Discussing his views on directing for Starfleet Academy, Frakes stated, it was literally the biggest Star Trek set ever, and so that was a pretty daunting and funny way to shoot. It was also peppered with enormous movie stars, which we'd never had before, and some wonderful new actors who had barely been on screen. By the time I got to them in Episode 9, I benefited from all the many thousands of hours they had spent working together, finding themselves, finding their rhythms, and finding their music. Star Trek: Starfleet Academy was already a well-oiled machine." He also felt that Tatiana Maslany's Anisha was the episode's "secret weapon" due to her return, having last appeared in the pilot, and how he "embraced" the close-up shots used by Alex Kurtzman in that episode to reflect the emotions and intimacy between Anisha and Caleb during their reunion.

== Release ==
"300th Night" was released on March 5, 2026, on Paramount+.

== Reception ==
The episode received a positive reception from critics. Keith DiCandido of Reactor stated that, "this episode of Starfleet Academy (and the next one, as this one ends on a cliffhanger leading to next week’s season finale) is exactly the kind of episode I didn’t want to see in a show about the Academy, so imagine my surprise to have completely and unreservedly loved the episode all to pieces. Kudos to scripter (and, full disclosure, friend of your humble reviewer) Kirsten Beyer and director Jonathan Frakes for pulling it off." He felt that the episode "builds very skillfully on what’s already been established about the characters in general and about Caleb and Ake in particular", and praised the scenes between Caleb and SAM as "absolutely magnificent" as well as the George Hawkins' comedic performance as a drunken Darem. He lauded the reunion between Caleb and Anisha, particularly Maslany's performance, writing, "the reunion scene is magnificently played by the always-brilliant Tatiana Maslany and director Frakes. Both Anisha and Caleb are wearing masks over the bottoms of their faces, as well as hoods. So we only see Anisha’s eyes, but that’s more than enough for Maslany to show Anisha going from anger at the person she thinks is stalking her to the slow realization that this is her son—all with just her eyes. Maslany proved on Orphan Black that she is one of the best actors in the history of humanity, and scenes like this serve as additional reminders."

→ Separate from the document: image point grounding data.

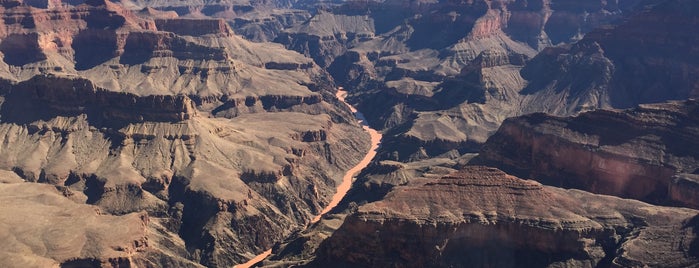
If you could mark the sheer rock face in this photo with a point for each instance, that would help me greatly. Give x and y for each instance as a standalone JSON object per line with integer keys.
{"x": 485, "y": 218}
{"x": 651, "y": 57}
{"x": 46, "y": 229}
{"x": 632, "y": 153}
{"x": 229, "y": 146}
{"x": 442, "y": 76}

Giving the episode an "A" rating, Daniel Bibby of Winter Is Coming wrote, "'300th Night' pays off many of the show's original storylines in a way that no one could have predicted. After an uneven season that featured a couple of dud episodes, "300th Night" is further evidence that Starfleet Academy is far better than the haters are saying." He felt the use of the ensemble cast was unbalanced, criticising how Jay-Den and Tarima were "given very little to do", but praised the development of Caleb's character and his reunion with Anisha, as well as Kerrice Brook's performance as SAM following her upgrade in the previous episode.

Lacy Baugher of Den of Geek gave the episode three and a half stars out of five. She praised the scenes between Caleb and Anisha, writing, "it is, admittedly, wildly convenient that Caleb manages to stumble upon his mother within roughly 120 seconds of beaming into Ukek’s run-down space market, but their reunion is very moving, even if it comes complete with some uncomfortable undertones" and Hunter's performance as Ake, noting that, "I wish this show were more interested in exploring some of the psychological issues Braka called her out on when it comes to her relationship with [Caleb], but Holly Hunter plays a determined avenging angel well, and Ake’s insistence that she keep the promises made to protect these kids is perfectly in keeping with the woman we’ve come to know her as." She concluded by writing that there is "a lot of ground for the season’s final episode to cover, but at this point, Starfleet Academy’s earned a certain degree of trust that the show will manage to pull it off."